Volvo Photo Locations Part 358
Snickarbacken is a short street in the Norrmalm district of Stockholm that runs between Birger Jarlsgatan in the east via a staircase to Regeringsgatan in the west.
The street was formerly called Bödelnsbacken. In 1882, the homeowners at Bödelsbacken applied for the street name to be changed to Snickaregatan, which was approved and in 1900 was changed to Snickarebacken. In 1921, the name was changed to Snickarbacken without an “e” in the middle.

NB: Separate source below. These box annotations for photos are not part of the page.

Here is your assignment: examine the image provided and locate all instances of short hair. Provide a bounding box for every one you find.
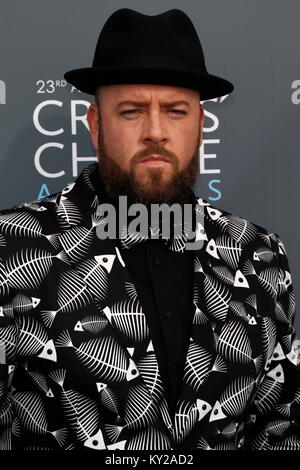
[95,86,101,108]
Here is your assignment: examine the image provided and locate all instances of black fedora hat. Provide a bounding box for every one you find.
[64,8,234,101]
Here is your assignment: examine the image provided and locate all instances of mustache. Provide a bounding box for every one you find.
[131,149,178,165]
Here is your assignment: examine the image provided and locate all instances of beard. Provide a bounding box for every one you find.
[97,113,201,207]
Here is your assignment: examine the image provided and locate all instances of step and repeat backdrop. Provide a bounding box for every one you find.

The Finnish Institute’s beautiful house at Snickarbacken 2-4 in central Stockholm is just over 100 years old. It was built in 1896 for the KFUM (YMCA). The decorations were lavish both interior and exterior. And parts of the house are today k-marked, for example the multi-colored limestone floors of the stairwells and the stylish fireplace in the gallery.
In 1970, the house was bought by the Finnish House Foundation, which in 1995 was transformed into the Finnish Cultural Institute Foundation in Sweden, which today runs the Finnish Institute. In 1995, the neighboring property with Hotell Karelia was also sold, and in the autumn, the board announced an architectural competition for a complete renovation of the house. The winner was GWSK Arkitekter in Stockholm.
The property comprises six floors, two of which are below street level. The building houses the Finnish Institute’s premises, library, reading room, exhibition hall / gallery and a conservatory adjacent to the reception. The house also houses the Finnish Association in Stockholm. The property is handicapped accessible.
The Finnish Institute inaugurated its new beautiful sauna and three new conference rooms in March 2004.